Querido los Campesinos,
First body. My body. Nourished by the crispy produce that you pick, packaged into product that is shipped to your table and mine. My body glides past worker-filled fields on Saturday mornings. My eyes unable to lift themselves to watch labor that eats away oceans of green leaves and leaves fresh foods in soft boxes ready to be consumed. My body shakes at the thought of you working for an institution that disrespects you; and it quivers at the idea of doing anything meaningful to help you.
Second body. Your body. Simmering under the red-hot, California sun that births yellow rays and bleeds white heat that trickles down your skin as glistening sweat.

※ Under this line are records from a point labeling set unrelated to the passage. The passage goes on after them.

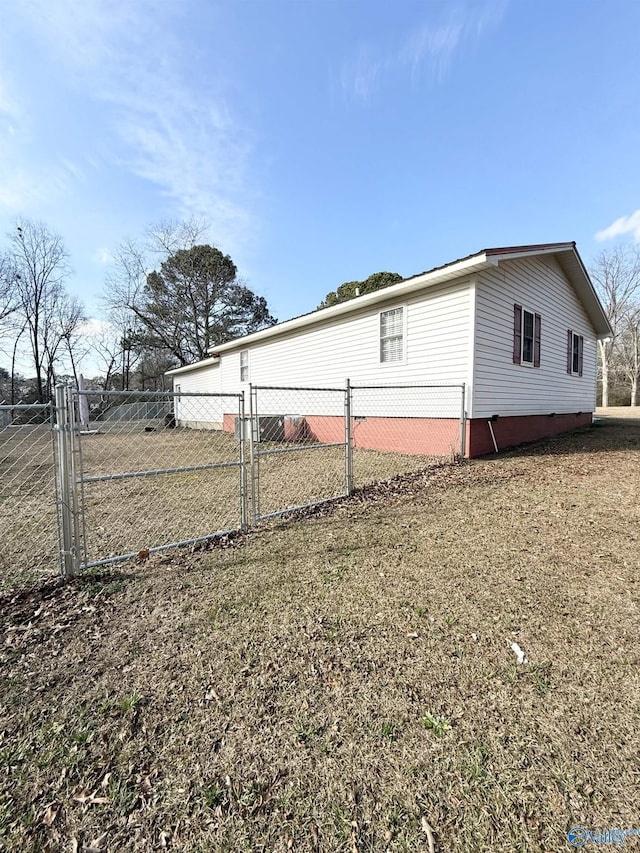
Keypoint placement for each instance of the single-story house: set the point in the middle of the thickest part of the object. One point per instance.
(518, 326)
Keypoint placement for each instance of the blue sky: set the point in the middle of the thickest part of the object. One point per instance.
(323, 139)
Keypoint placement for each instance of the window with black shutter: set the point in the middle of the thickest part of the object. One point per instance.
(575, 350)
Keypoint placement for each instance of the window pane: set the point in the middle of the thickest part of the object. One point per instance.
(391, 322)
(391, 335)
(527, 337)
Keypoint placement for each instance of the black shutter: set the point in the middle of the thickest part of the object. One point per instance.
(580, 347)
(517, 334)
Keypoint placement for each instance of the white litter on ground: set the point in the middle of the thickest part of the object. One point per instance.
(519, 653)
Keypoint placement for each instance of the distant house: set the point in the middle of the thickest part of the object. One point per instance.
(517, 325)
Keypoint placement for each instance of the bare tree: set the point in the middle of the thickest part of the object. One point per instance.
(8, 294)
(628, 352)
(616, 275)
(41, 267)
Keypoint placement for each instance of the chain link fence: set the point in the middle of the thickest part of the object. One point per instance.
(298, 445)
(28, 499)
(149, 477)
(132, 472)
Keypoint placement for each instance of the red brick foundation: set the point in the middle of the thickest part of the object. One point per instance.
(511, 431)
(427, 436)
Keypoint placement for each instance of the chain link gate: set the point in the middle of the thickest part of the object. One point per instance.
(298, 440)
(142, 472)
(136, 469)
(28, 498)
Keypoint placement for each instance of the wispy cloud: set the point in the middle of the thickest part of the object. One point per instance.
(102, 256)
(621, 227)
(174, 133)
(427, 49)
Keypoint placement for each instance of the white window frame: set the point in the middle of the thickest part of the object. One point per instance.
(244, 365)
(403, 358)
(533, 338)
(575, 354)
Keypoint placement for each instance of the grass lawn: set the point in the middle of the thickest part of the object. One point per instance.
(345, 682)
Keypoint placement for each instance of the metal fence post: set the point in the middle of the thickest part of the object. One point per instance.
(75, 468)
(243, 466)
(253, 457)
(67, 563)
(348, 454)
(463, 424)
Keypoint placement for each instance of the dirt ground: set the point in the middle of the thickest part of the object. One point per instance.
(346, 681)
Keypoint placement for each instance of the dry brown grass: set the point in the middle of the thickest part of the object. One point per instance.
(333, 684)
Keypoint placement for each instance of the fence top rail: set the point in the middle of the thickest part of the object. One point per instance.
(8, 407)
(416, 387)
(128, 395)
(294, 388)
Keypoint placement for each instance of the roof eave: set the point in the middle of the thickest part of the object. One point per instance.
(458, 269)
(187, 368)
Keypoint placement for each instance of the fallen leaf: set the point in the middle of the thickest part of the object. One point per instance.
(429, 833)
(50, 813)
(97, 845)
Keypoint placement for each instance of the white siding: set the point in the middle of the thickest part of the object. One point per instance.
(200, 412)
(504, 388)
(436, 348)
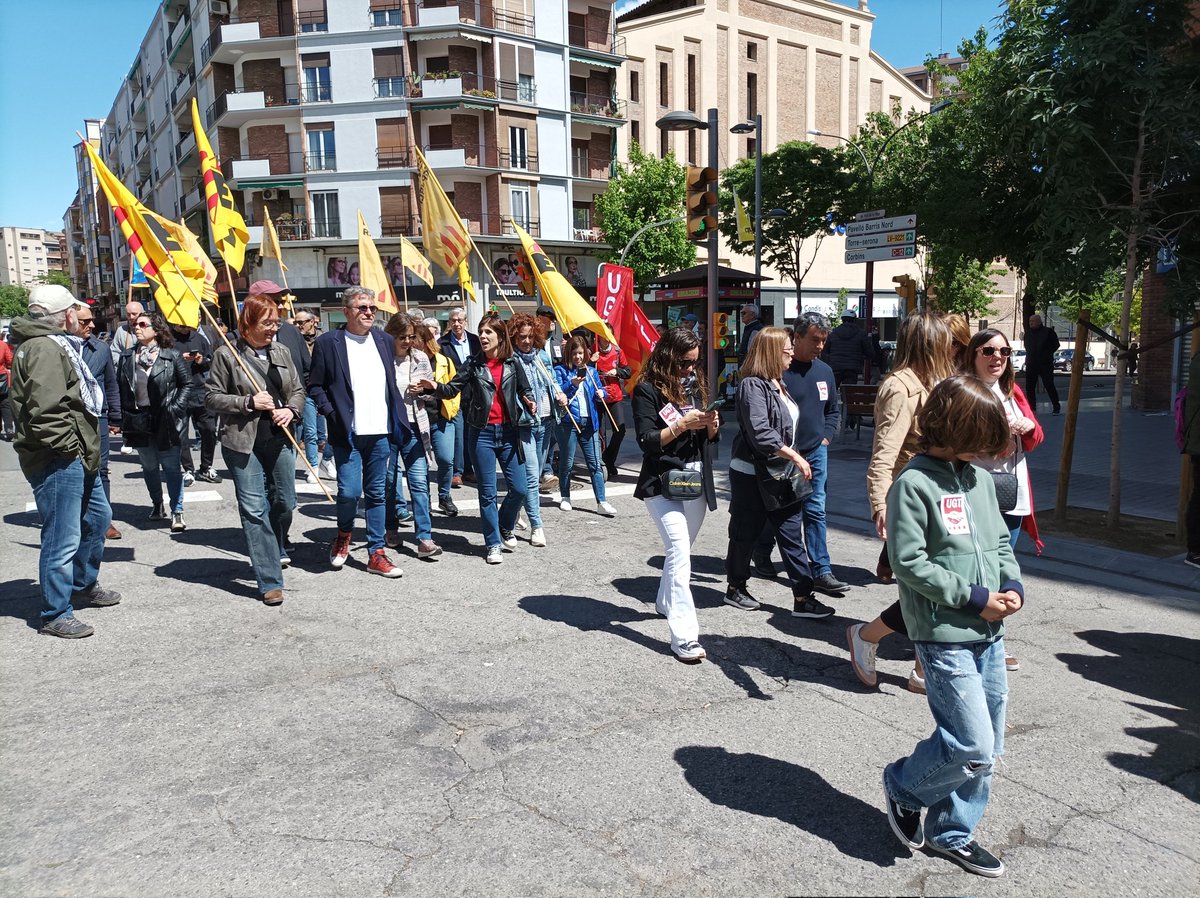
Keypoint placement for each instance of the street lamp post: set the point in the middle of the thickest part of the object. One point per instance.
(690, 121)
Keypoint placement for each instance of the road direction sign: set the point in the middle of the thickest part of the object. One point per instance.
(893, 238)
(881, 253)
(880, 226)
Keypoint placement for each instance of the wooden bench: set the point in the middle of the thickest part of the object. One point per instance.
(857, 402)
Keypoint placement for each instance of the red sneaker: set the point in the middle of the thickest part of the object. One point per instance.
(341, 549)
(382, 564)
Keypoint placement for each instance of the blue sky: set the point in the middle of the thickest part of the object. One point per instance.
(61, 61)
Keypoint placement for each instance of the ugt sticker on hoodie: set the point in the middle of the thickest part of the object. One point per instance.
(954, 514)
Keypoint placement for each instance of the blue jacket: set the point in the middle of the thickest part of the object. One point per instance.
(329, 384)
(585, 393)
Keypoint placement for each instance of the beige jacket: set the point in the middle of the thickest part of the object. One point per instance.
(900, 397)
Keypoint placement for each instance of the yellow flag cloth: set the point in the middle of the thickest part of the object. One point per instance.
(570, 309)
(271, 240)
(745, 229)
(411, 258)
(179, 276)
(228, 227)
(443, 234)
(375, 277)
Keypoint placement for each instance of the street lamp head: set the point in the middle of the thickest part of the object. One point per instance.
(679, 120)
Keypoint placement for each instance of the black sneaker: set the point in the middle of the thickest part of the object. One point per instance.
(742, 599)
(829, 585)
(809, 606)
(905, 824)
(972, 857)
(765, 567)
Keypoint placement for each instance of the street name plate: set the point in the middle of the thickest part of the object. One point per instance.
(881, 253)
(893, 238)
(880, 226)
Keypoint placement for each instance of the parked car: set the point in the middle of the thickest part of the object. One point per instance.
(1063, 358)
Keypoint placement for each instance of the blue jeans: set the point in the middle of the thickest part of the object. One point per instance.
(265, 483)
(497, 443)
(167, 460)
(75, 519)
(443, 432)
(949, 772)
(363, 471)
(417, 473)
(588, 441)
(531, 438)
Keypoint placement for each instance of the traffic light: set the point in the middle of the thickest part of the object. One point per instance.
(720, 330)
(906, 288)
(701, 203)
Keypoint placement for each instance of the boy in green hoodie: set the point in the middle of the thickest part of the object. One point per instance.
(959, 580)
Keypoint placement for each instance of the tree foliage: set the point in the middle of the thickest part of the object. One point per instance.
(803, 180)
(646, 191)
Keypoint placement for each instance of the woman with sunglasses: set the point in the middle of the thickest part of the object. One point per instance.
(253, 414)
(676, 435)
(156, 391)
(412, 365)
(499, 409)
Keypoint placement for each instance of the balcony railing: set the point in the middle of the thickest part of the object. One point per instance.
(597, 105)
(395, 157)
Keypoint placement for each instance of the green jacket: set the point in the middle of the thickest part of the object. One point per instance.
(949, 549)
(52, 421)
(1192, 409)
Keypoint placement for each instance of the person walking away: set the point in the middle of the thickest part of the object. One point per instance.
(57, 403)
(99, 359)
(959, 580)
(156, 394)
(676, 436)
(768, 419)
(1041, 345)
(253, 414)
(813, 388)
(351, 383)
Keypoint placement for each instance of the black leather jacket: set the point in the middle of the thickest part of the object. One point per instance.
(171, 396)
(478, 389)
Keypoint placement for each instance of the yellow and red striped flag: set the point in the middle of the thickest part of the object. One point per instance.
(228, 227)
(443, 234)
(165, 261)
(375, 276)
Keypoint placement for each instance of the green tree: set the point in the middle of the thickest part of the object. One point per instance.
(807, 183)
(646, 191)
(13, 300)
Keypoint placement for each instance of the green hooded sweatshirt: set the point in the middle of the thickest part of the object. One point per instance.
(52, 420)
(949, 549)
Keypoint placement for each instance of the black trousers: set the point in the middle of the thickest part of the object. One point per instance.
(747, 514)
(205, 424)
(1031, 387)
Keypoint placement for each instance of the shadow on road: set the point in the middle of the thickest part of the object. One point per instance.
(796, 795)
(1164, 669)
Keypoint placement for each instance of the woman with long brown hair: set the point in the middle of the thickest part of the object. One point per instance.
(676, 432)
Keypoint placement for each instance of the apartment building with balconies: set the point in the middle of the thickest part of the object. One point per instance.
(313, 108)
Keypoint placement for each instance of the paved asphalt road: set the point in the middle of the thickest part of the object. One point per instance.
(525, 730)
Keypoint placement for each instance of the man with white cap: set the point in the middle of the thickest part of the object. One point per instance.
(57, 405)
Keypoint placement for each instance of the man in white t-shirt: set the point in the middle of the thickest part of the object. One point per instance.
(353, 385)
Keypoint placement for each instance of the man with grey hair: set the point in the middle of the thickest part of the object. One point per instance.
(353, 382)
(57, 405)
(813, 385)
(750, 325)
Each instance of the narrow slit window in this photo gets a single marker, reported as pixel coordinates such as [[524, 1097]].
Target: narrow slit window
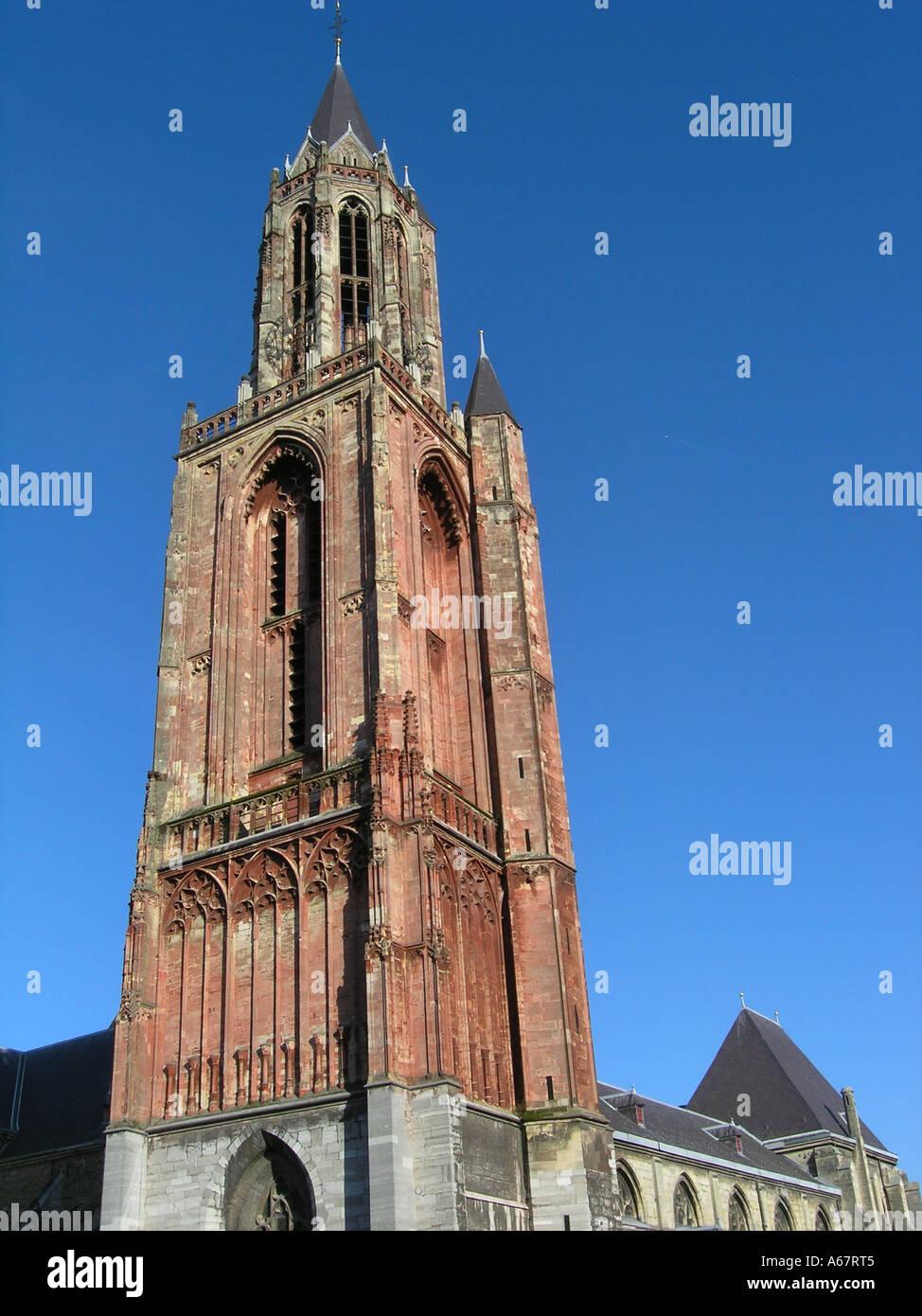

Swift movements fell flowered vines, and steady hands work with the precision of a honeybee, not bumbling, rather, working dutifully and speedily, fastidiously. Your body, policed by others who claim you stole their job as they lie in bed with their family as you head to work with yours, works and writhes without worry for tomorrow. Your body works in ways unknown to most of the workforce.
Third body. No body. Nobody parallels your sacrifice for survival. And high school girls cry for their fathers who throw their bodies onto fertilized fields six days a week; And mothers wear half-sweatshirts in half-scorching heats during ten-hour work days; And uncles take dirt and make fruits that bleed sweet juice that trickles down the face of their youngest, a smile eating away, interlaced with sour seeds. These moments have no body, and dissolve into the air that feeds your plants; grounded into this earth by nothing.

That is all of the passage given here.